Your feet slip and slide, and if it rains, you slip and slide all the more. After growing up in the evangelical subculture that is obsessed with “slippery slopes” of belief and practice, I couldn’t help but chuckle at the thought of this major religious center being “slippery.” And sloped.
After a few idyllic weeks in the old city during my senior year of college, tragedy struck.
While spending some time with my friends in the western valley outside the old city walls, we heard the roar of ambulances zipping to the eastern side of the city. They were on their way to the Temple Mount area.
We ran through the winding streets of the Armenian Quarter and then worked our way into the narrow alleys of the Jewish Quarter. The slippery limestone slowed us down, and we hardly took any notice of how few people were on the streets at that hour. Perhaps we knew that history was happening, and we had to be there for it. Perhaps we had seen so many soldiers with guns that we reasoned they wouldn’t let things get too out of hand. Perhaps we just ran to trouble because that’s what you do when you’re a 20-something who doesn’t know better.
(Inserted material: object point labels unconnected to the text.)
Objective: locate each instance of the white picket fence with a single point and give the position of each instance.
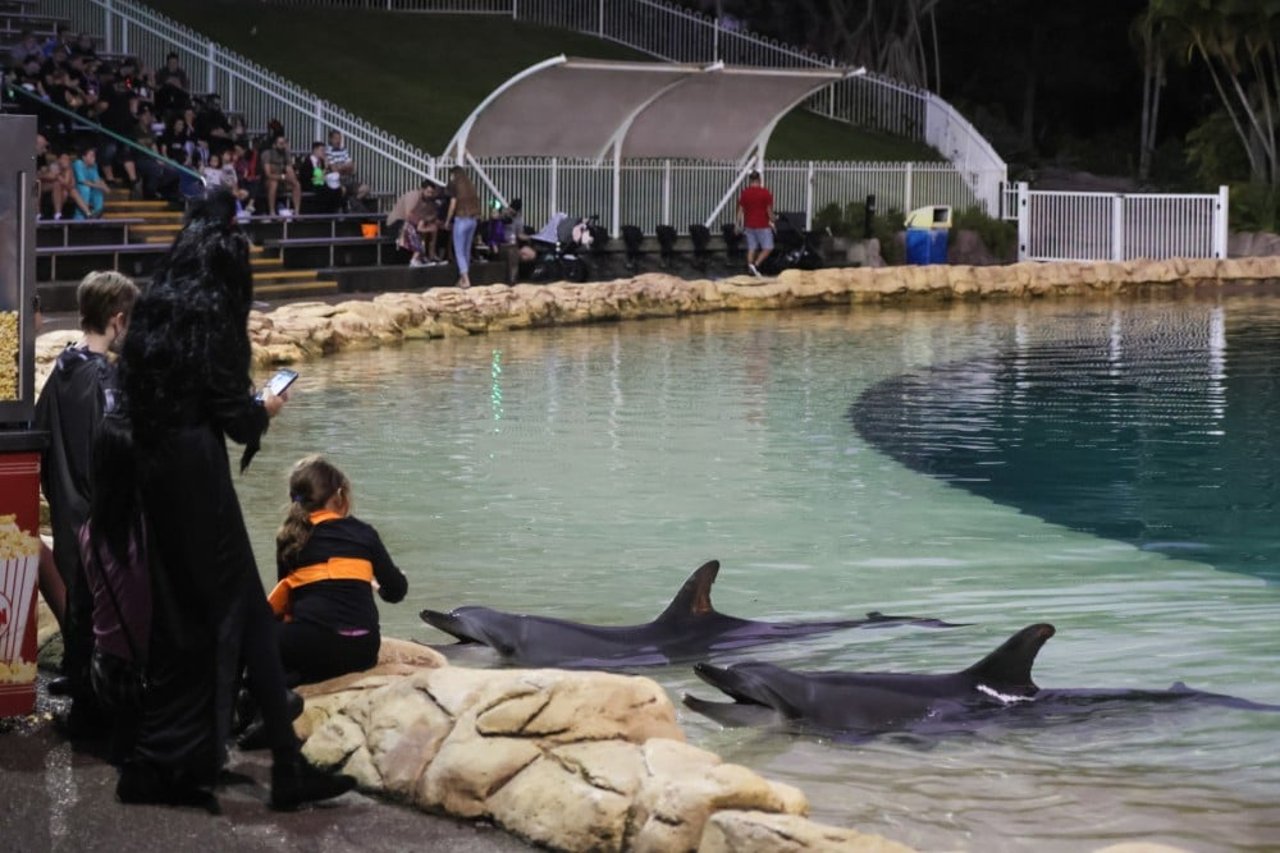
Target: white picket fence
(675, 33)
(684, 192)
(385, 162)
(1104, 226)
From a lookout post above the homes in the Jewish Quarter, we finally caught sight of the scene. The Western Wall, known also as the wailing wall, was deserted. Soldiers lined up outside the entrance to the neighboring Al-Aqsa Mosque with riot gear. Emergency and military vehicles had streamed into the courtyard outside the Western Wall.
As with most things in the Middle East, the situation had been far more complex than the preliminary reports and even the endless analysis that followed could capture. Had a politician provoked a riot? Had military pressures and land seizure created pressure that would inevitably explode?
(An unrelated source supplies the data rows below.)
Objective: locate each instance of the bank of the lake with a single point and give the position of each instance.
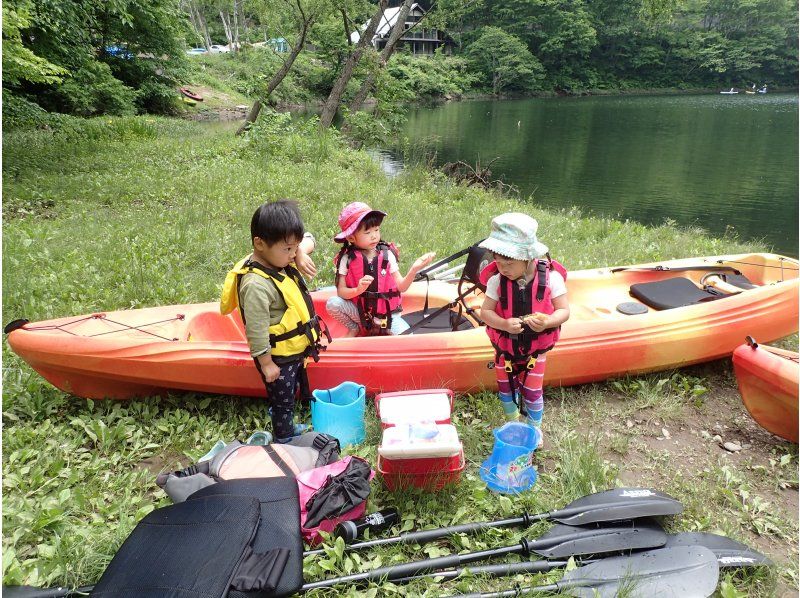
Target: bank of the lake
(132, 212)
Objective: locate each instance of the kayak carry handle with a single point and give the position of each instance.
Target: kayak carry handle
(14, 325)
I didn’t come close to understanding any of those events back then, and now today I know even less.
Most visitors in Jerusalem make that wall a top priority, and tour groups decked out in matching vests following color coded banners make their way to the wall to pray. It’s the place where so much history happened. I understand a little of the fear and the disappointment. I think I understand why people would throw rocks and shoot rubber bullets after decades of conflict, and I suspect that I would be among their numbers depending on which side of the wall I’d been born on.
That wall was most likely near the place Jesus said should be a house of prayer for all nations. On the day that the men on one side threw rocks and the men on the other side shot rubber bullets, the wall stood as a reminder of the things that divide us.
I stood under the shadow of that wall to pray many times in the following months. I didn’t wear a shawl or bob or sway like the other men around me. But those prayers at the wall didn’t give me hope. If anything, I felt the weight of that wall, almost crushing me. Tucking a prayer scribbled on a piece of paper into the wall almost felt like I was making it stronger. How could a world with so much violence and division ever make it?
Slip-sliding my way down an alley in the Arab Quarter, I joined a group who visited an Arab Christian church. I didn’t think about the fact that most of the Israeli Christians were just about completely divided from this group who graciously welcomed a motley group of American college students. We sang together in a room packed with about 50 people. After the songs, a translator led us to a side room padded with red cushions where he translated the announcements, prayers, and sermon.
They prayed the prayers for unity and peace that I needed someone else to pray for me. These people who were suffering the loss of business from bottled up checkpoints and trying to send food to families who were hardest hit also had the words for peace that I couldn’t string together.
Profound and life-changing as that experience was, I didn’t return to that little church. I can’t quite tell you why. I wish I had. If I returned to Jerusalem, I think I would slip down the limestone streets until I found it. But instead, I returned to the wall. Perhaps it’s easier to visit memorials and icons of our ideals. Perhaps seeking out the places where suffering meets hope is far more costly and personally challenging.
It’s easy to stand at that wall and to remember what Jesus said. It’s quite another thing to stand among the people experiencing poverty, fear, and uncertainty, joining them in their prayers that remain the only hope I have for tearing down the divisions in their land.